When Spark is installed (see: DSS and Spark), preparation recipe jobs can run on Spark.

We recommend that you only use this on the following dataset types that support fast read and write on Spark:

  • S3

  • Azure Blob Storage

  • Google Cloud Storage

  • Snowflake

  • HDFS

In-database (SQL)

A subset of the preparation processors can be translated to SQL queries. When all processors in a preparation recipe can be translated, and both input and output are tables in the same SQL connection, the recipe runs fully in-database.

Please see the warnings and limitations below.

Details on the in-database (SQL) engine

Only a subset of processors can be translated to SQL queries. They are documented in the processors reference. The SQL engine can only be selected if all processors are compatible with it.
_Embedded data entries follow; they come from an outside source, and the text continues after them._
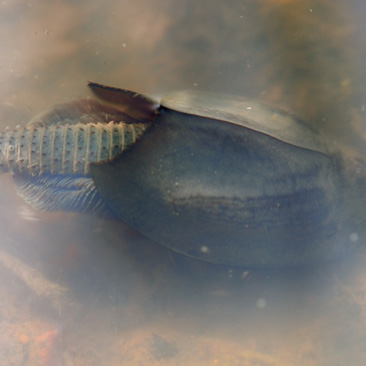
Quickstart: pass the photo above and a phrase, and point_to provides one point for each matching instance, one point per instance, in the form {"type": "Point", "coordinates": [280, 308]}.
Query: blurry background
{"type": "Point", "coordinates": [76, 290]}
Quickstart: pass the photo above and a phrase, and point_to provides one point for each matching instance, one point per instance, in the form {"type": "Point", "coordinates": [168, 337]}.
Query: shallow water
{"type": "Point", "coordinates": [82, 291]}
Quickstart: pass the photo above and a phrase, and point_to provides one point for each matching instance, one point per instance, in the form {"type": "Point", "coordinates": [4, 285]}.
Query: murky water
{"type": "Point", "coordinates": [77, 290]}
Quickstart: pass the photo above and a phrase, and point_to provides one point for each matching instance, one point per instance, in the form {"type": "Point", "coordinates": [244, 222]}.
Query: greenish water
{"type": "Point", "coordinates": [82, 291]}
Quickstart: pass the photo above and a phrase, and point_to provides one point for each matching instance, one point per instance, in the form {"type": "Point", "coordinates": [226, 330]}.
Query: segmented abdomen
{"type": "Point", "coordinates": [65, 149]}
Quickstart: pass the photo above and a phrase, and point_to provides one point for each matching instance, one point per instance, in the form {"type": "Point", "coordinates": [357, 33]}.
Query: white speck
{"type": "Point", "coordinates": [261, 303]}
{"type": "Point", "coordinates": [353, 237]}
{"type": "Point", "coordinates": [204, 249]}
{"type": "Point", "coordinates": [27, 214]}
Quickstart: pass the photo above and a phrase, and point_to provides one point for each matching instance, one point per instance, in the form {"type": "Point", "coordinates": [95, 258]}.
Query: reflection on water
{"type": "Point", "coordinates": [82, 291]}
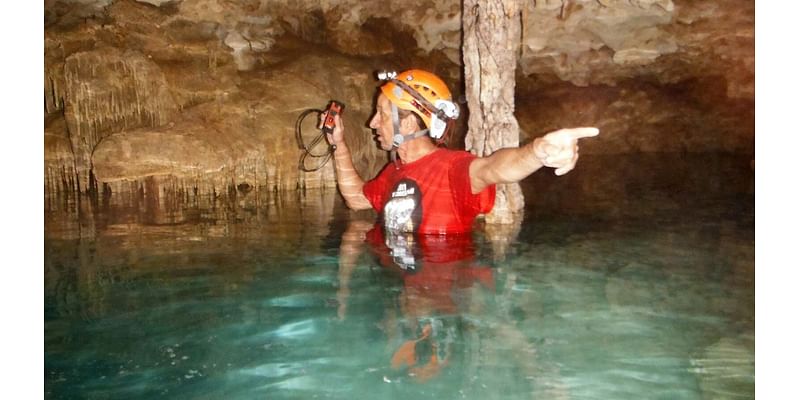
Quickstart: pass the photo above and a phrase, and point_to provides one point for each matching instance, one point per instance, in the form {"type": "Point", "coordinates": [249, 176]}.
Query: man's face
{"type": "Point", "coordinates": [382, 123]}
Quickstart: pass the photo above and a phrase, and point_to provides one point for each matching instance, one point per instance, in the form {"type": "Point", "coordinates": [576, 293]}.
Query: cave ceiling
{"type": "Point", "coordinates": [166, 69]}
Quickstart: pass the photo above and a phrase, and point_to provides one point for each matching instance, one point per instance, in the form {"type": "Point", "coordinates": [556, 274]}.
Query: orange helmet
{"type": "Point", "coordinates": [424, 94]}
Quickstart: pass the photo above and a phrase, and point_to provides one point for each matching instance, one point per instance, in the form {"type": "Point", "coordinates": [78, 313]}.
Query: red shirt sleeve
{"type": "Point", "coordinates": [376, 189]}
{"type": "Point", "coordinates": [468, 203]}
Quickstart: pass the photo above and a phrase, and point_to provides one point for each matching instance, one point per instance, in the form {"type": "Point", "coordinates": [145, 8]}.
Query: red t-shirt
{"type": "Point", "coordinates": [431, 195]}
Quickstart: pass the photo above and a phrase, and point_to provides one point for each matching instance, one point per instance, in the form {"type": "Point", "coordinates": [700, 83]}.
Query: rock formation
{"type": "Point", "coordinates": [206, 93]}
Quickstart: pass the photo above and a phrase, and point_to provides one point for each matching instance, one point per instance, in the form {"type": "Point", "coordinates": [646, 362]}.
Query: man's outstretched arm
{"type": "Point", "coordinates": [558, 149]}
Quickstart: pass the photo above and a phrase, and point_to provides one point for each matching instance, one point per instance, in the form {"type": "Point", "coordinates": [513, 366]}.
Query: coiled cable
{"type": "Point", "coordinates": [298, 132]}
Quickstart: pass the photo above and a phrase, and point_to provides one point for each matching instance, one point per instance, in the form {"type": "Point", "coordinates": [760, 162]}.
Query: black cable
{"type": "Point", "coordinates": [307, 149]}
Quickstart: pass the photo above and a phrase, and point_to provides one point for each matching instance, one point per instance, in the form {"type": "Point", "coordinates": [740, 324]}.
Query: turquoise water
{"type": "Point", "coordinates": [629, 278]}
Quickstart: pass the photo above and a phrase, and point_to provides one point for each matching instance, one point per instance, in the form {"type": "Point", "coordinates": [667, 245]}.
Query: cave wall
{"type": "Point", "coordinates": [205, 94]}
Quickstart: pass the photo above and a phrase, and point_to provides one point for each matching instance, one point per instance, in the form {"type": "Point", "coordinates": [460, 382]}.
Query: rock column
{"type": "Point", "coordinates": [491, 42]}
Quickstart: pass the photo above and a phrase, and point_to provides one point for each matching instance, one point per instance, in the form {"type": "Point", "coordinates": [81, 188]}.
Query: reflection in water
{"type": "Point", "coordinates": [622, 280]}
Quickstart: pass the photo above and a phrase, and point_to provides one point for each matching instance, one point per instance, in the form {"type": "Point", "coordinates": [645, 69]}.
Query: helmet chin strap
{"type": "Point", "coordinates": [398, 139]}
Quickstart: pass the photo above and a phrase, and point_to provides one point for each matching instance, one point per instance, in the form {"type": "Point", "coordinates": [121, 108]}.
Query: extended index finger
{"type": "Point", "coordinates": [577, 133]}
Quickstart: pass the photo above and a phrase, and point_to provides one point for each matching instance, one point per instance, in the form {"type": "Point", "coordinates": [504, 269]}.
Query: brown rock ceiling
{"type": "Point", "coordinates": [206, 93]}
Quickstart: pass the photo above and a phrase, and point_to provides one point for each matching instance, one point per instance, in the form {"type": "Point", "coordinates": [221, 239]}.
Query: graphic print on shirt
{"type": "Point", "coordinates": [403, 212]}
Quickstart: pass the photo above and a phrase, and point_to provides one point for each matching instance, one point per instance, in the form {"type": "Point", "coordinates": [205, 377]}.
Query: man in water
{"type": "Point", "coordinates": [429, 189]}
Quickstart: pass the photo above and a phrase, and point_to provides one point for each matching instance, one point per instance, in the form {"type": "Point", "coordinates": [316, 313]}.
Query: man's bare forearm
{"type": "Point", "coordinates": [507, 165]}
{"type": "Point", "coordinates": [350, 183]}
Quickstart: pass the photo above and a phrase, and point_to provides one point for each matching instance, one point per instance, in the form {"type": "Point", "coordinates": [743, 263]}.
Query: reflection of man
{"type": "Point", "coordinates": [415, 111]}
{"type": "Point", "coordinates": [432, 268]}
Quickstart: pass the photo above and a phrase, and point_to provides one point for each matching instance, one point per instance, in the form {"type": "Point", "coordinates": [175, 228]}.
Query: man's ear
{"type": "Point", "coordinates": [409, 123]}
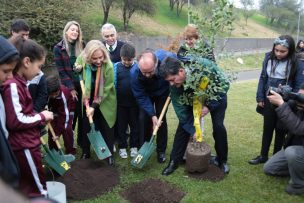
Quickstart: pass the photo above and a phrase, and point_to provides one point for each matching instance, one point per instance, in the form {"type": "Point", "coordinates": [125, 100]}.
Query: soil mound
{"type": "Point", "coordinates": [88, 179]}
{"type": "Point", "coordinates": [152, 190]}
{"type": "Point", "coordinates": [213, 173]}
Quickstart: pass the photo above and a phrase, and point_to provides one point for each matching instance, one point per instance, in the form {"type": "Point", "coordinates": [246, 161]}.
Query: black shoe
{"type": "Point", "coordinates": [111, 161]}
{"type": "Point", "coordinates": [85, 156]}
{"type": "Point", "coordinates": [161, 157]}
{"type": "Point", "coordinates": [225, 168]}
{"type": "Point", "coordinates": [172, 166]}
{"type": "Point", "coordinates": [258, 160]}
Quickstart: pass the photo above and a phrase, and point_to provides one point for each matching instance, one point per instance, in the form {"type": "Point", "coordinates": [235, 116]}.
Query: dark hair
{"type": "Point", "coordinates": [53, 84]}
{"type": "Point", "coordinates": [291, 54]}
{"type": "Point", "coordinates": [127, 50]}
{"type": "Point", "coordinates": [169, 66]}
{"type": "Point", "coordinates": [28, 48]}
{"type": "Point", "coordinates": [19, 25]}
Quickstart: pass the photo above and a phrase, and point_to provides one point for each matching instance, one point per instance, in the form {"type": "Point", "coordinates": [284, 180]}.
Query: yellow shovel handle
{"type": "Point", "coordinates": [162, 115]}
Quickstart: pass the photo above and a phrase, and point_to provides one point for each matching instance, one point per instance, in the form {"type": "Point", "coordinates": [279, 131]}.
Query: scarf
{"type": "Point", "coordinates": [99, 83]}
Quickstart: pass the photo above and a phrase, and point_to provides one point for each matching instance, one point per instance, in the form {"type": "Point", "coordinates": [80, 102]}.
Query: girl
{"type": "Point", "coordinates": [21, 120]}
{"type": "Point", "coordinates": [100, 94]}
{"type": "Point", "coordinates": [65, 54]}
{"type": "Point", "coordinates": [280, 67]}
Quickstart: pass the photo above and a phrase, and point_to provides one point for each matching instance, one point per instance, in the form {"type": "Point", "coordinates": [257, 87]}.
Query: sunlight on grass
{"type": "Point", "coordinates": [245, 183]}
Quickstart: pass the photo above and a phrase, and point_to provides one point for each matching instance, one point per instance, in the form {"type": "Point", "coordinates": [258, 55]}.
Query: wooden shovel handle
{"type": "Point", "coordinates": [54, 135]}
{"type": "Point", "coordinates": [162, 115]}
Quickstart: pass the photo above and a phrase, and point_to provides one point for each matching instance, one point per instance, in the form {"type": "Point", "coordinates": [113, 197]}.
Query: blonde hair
{"type": "Point", "coordinates": [78, 43]}
{"type": "Point", "coordinates": [93, 46]}
{"type": "Point", "coordinates": [191, 31]}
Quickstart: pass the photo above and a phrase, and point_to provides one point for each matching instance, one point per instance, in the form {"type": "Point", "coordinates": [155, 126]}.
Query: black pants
{"type": "Point", "coordinates": [127, 116]}
{"type": "Point", "coordinates": [100, 125]}
{"type": "Point", "coordinates": [147, 125]}
{"type": "Point", "coordinates": [271, 124]}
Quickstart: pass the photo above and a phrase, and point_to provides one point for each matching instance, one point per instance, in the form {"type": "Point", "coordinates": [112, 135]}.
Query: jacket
{"type": "Point", "coordinates": [21, 120]}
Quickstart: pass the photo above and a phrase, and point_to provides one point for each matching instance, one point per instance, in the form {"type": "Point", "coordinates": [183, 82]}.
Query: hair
{"type": "Point", "coordinates": [53, 84]}
{"type": "Point", "coordinates": [127, 50]}
{"type": "Point", "coordinates": [19, 25]}
{"type": "Point", "coordinates": [169, 66]}
{"type": "Point", "coordinates": [191, 31]}
{"type": "Point", "coordinates": [108, 26]}
{"type": "Point", "coordinates": [78, 43]}
{"type": "Point", "coordinates": [28, 48]}
{"type": "Point", "coordinates": [291, 54]}
{"type": "Point", "coordinates": [91, 47]}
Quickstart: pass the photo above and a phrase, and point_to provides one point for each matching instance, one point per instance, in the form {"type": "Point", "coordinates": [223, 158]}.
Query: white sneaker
{"type": "Point", "coordinates": [123, 153]}
{"type": "Point", "coordinates": [133, 152]}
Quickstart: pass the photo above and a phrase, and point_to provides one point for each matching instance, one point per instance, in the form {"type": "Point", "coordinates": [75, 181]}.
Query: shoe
{"type": "Point", "coordinates": [133, 152]}
{"type": "Point", "coordinates": [294, 191]}
{"type": "Point", "coordinates": [172, 166]}
{"type": "Point", "coordinates": [161, 157]}
{"type": "Point", "coordinates": [225, 168]}
{"type": "Point", "coordinates": [85, 156]}
{"type": "Point", "coordinates": [111, 161]}
{"type": "Point", "coordinates": [123, 153]}
{"type": "Point", "coordinates": [258, 160]}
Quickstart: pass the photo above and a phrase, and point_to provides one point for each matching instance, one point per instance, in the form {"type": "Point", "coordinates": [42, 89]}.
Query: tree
{"type": "Point", "coordinates": [106, 5]}
{"type": "Point", "coordinates": [129, 7]}
{"type": "Point", "coordinates": [247, 8]}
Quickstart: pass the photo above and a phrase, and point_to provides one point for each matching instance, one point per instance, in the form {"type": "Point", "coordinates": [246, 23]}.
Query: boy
{"type": "Point", "coordinates": [127, 109]}
{"type": "Point", "coordinates": [61, 103]}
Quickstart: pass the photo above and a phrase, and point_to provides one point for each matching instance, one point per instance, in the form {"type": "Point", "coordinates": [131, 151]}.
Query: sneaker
{"type": "Point", "coordinates": [133, 152]}
{"type": "Point", "coordinates": [123, 153]}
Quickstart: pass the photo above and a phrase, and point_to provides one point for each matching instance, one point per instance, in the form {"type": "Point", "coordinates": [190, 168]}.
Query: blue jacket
{"type": "Point", "coordinates": [145, 88]}
{"type": "Point", "coordinates": [265, 82]}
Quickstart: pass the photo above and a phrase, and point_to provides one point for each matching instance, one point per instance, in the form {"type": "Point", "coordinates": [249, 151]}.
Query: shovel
{"type": "Point", "coordinates": [99, 145]}
{"type": "Point", "coordinates": [69, 157]}
{"type": "Point", "coordinates": [147, 149]}
{"type": "Point", "coordinates": [54, 159]}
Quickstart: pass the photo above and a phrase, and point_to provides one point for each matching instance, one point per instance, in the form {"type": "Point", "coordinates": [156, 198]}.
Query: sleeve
{"type": "Point", "coordinates": [291, 121]}
{"type": "Point", "coordinates": [140, 94]}
{"type": "Point", "coordinates": [59, 62]}
{"type": "Point", "coordinates": [16, 119]}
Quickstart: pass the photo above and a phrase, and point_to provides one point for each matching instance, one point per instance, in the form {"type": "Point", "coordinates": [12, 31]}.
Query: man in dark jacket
{"type": "Point", "coordinates": [290, 160]}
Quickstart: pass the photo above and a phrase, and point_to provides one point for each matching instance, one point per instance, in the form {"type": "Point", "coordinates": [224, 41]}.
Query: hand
{"type": "Point", "coordinates": [90, 112]}
{"type": "Point", "coordinates": [275, 98]}
{"type": "Point", "coordinates": [261, 104]}
{"type": "Point", "coordinates": [74, 95]}
{"type": "Point", "coordinates": [205, 111]}
{"type": "Point", "coordinates": [48, 115]}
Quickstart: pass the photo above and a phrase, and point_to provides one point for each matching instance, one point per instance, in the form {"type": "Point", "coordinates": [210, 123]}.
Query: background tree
{"type": "Point", "coordinates": [247, 9]}
{"type": "Point", "coordinates": [106, 5]}
{"type": "Point", "coordinates": [129, 7]}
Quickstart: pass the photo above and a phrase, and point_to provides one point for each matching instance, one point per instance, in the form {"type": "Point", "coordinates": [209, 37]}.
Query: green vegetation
{"type": "Point", "coordinates": [245, 183]}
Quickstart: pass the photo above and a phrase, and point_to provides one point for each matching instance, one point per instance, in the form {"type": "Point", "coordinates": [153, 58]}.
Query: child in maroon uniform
{"type": "Point", "coordinates": [62, 104]}
{"type": "Point", "coordinates": [21, 121]}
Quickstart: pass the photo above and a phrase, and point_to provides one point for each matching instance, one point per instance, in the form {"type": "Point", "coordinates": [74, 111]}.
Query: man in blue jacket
{"type": "Point", "coordinates": [151, 92]}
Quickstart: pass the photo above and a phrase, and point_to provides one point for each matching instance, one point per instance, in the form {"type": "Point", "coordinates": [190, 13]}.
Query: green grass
{"type": "Point", "coordinates": [251, 62]}
{"type": "Point", "coordinates": [245, 183]}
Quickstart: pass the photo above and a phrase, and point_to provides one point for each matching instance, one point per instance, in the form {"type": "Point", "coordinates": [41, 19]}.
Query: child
{"type": "Point", "coordinates": [9, 170]}
{"type": "Point", "coordinates": [22, 122]}
{"type": "Point", "coordinates": [127, 109]}
{"type": "Point", "coordinates": [62, 104]}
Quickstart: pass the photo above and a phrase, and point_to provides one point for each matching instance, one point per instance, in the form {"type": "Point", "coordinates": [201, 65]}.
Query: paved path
{"type": "Point", "coordinates": [248, 75]}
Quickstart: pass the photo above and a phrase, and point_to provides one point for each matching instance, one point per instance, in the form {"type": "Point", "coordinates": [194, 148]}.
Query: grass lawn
{"type": "Point", "coordinates": [245, 183]}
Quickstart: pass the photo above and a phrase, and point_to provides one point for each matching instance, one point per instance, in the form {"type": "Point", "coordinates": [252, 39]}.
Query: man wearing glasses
{"type": "Point", "coordinates": [151, 92]}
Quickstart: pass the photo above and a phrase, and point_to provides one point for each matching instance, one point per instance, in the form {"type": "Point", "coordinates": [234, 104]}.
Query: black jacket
{"type": "Point", "coordinates": [293, 120]}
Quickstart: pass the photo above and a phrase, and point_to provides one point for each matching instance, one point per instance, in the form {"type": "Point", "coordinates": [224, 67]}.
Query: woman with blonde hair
{"type": "Point", "coordinates": [100, 94]}
{"type": "Point", "coordinates": [65, 53]}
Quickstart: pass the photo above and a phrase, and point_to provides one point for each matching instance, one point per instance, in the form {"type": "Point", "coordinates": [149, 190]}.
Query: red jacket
{"type": "Point", "coordinates": [21, 120]}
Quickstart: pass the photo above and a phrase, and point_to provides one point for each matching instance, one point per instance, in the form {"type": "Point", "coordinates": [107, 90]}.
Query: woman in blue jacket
{"type": "Point", "coordinates": [280, 67]}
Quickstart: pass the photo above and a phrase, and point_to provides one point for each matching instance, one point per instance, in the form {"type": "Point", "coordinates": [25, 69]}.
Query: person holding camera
{"type": "Point", "coordinates": [280, 67]}
{"type": "Point", "coordinates": [290, 160]}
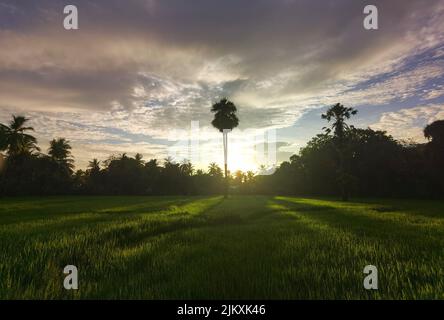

If you add a non-supported processor while the in-database engine is selected, DSS will show which processor cannot be used with details.

Note

There are some edge cases of columns that change type where DSS may show the engine as supported, but upon running the recipe, you encounter a syntax error. If that happens, you will need to disable the SQL engine and fall back to the DSS engine.

Some of these edge cases relate to type conflicts, if for example you have a textual column and perform a find/replace operation that transforms it into a numerical column and immediately use it for numerical operations.

When using Snowflake with Java UDF, additional processors are supported thanks to unique extended push-down capabilities. Please see Snowflake for more details. Additional setup is required to benefit from extended push-down.

Supported processors

These processors are available with SQL processing.

  • Keep/Delete columns

  • Reorder columns

  • Rename columns

  • Split columns

  • Filter by alphanumerical value

  • Filter by numerical range

  • Flag by alphanumerical value

  • Flag by numerical range

  • Remove rows with empty value

  • Fill empty cells with value

  • Concatenate columns

  • Copy columns

  • Unfold

  • Split and unfold

  • Create if, then, else statements

These processors are only available with Snowflake with Java UDF processing.

Partially supported processors

In some variants of configuration of the processor, it will revert to a normal processing. Various issues may also appear and require you to switch back to DSS engine.

  • Formula (essentially same support as in other visual recipes)

  • Filter by formula (see above)

  • Flag by formula (see above)

  • Find / Replace (especially around regular expressions)

  • Transform string (depends on the transformation) -All are available with Snowflake

  • Extract with regular expression - More options are available with Snowflake

  • Date-handling processors (parse date, extract date components)

  • Geo processors (extract from geo column, change coordinate reference system (CRS), compute distances between geospatial objects)

  • Filter invalid rows/cells and Flag invalid rows (not supported for custom meanings) (Snowflake with Java UDF only)

Details on the Spark engine

All processors are compatible with the Spark engine.